Harm Reduction and Substance Use Through an Islamic Ethico-Legal Lens
Nasir Malim, Montefiore/Albert Einstein College of Medicine, Bronx, NY
Harm reduction as a public health concept is a set of strategies that help reduce the negative impacts around an action, specifically negative health complications, death, and adverse social outcomes. Though implemented variably, harm reduction practices have existed in many parts of the world, including the United States and other Muslim majority nations, with increasing usage of different methods of harm reduction over the past decades in both of those regions. The current analysis of harm reduction examines substance use. There is growing evidence on the reduction of death and other negative health outcomes through implementing harm reduction programs which has resulted in increased urgency to expand such practices. However, socially in both the United States and among Muslim communities within America and beyond, stigma and criminalization around many forms of substance use exists that ultimately limits the full ability to implement harm reduction programs.
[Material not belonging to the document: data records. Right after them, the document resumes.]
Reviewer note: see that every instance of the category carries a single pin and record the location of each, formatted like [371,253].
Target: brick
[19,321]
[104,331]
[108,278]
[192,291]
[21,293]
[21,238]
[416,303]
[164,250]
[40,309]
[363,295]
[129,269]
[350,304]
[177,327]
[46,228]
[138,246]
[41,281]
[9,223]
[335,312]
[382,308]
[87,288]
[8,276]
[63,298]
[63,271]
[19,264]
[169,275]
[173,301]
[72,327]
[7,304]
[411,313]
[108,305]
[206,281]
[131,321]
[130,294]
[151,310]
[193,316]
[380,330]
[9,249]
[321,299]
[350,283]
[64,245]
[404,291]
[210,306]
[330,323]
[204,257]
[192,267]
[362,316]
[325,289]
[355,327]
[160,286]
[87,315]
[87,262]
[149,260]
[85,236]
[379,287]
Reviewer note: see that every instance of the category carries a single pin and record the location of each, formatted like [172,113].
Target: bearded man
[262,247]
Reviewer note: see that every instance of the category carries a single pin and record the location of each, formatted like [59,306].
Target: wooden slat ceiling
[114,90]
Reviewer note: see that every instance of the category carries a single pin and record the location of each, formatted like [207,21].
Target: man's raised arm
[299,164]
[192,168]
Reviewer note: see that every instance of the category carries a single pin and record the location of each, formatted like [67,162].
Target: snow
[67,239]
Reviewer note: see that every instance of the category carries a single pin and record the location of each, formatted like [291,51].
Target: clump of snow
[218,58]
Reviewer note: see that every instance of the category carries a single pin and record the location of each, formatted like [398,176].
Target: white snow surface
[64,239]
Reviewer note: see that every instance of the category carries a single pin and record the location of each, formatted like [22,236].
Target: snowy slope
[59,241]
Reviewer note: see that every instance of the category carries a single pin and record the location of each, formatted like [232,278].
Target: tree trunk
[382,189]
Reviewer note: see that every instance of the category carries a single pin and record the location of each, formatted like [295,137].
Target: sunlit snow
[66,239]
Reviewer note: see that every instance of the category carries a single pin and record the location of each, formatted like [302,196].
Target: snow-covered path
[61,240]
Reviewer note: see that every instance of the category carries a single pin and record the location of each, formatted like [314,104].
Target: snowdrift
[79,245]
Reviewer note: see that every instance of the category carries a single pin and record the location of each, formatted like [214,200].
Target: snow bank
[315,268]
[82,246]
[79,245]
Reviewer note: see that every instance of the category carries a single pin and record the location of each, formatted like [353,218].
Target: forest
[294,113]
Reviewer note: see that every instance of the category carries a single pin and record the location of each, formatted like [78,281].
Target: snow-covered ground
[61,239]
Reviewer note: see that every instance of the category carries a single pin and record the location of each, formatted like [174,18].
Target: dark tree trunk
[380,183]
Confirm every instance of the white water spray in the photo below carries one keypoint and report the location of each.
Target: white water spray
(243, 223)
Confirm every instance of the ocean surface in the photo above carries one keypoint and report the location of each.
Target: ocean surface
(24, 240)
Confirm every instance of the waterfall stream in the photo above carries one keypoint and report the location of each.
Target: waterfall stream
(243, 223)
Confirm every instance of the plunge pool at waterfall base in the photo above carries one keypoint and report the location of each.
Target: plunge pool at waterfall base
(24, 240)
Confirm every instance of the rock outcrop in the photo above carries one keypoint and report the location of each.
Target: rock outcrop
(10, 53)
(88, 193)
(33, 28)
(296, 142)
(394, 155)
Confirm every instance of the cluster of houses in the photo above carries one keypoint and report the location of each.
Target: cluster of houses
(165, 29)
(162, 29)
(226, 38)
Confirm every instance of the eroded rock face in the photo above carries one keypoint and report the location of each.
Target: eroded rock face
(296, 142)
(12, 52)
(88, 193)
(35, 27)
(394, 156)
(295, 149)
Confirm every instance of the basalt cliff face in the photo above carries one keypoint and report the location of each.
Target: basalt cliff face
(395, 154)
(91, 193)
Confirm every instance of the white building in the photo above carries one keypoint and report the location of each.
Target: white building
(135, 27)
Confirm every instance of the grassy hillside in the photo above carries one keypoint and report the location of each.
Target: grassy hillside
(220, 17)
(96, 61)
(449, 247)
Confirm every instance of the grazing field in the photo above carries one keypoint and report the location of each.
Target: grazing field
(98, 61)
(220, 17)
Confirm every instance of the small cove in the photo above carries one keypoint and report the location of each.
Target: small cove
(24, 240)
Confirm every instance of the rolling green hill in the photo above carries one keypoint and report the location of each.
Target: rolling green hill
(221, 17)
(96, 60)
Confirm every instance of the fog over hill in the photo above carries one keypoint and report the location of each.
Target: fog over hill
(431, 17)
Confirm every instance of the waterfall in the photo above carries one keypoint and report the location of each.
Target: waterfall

To further assess the potential discord between the health benefits of harm reduction and potential moral and legal prohibitions around substance use, we discuss the ethico-legal validity of harm reduction practices using an Islamic framework. Due to evidenced public health benefits, harm reduction practices are considered valid by a majority of interdisciplinary and legal scholars on the basis of providing the greatest public interest and reducing harm. Thus, the potential moral and legal prohibitions around individual acts of substance use are overruled to ultimately preserve life, and reduce associated morbidity. Additionally, some examples of harm reduction practices tailored to Muslim populations are described.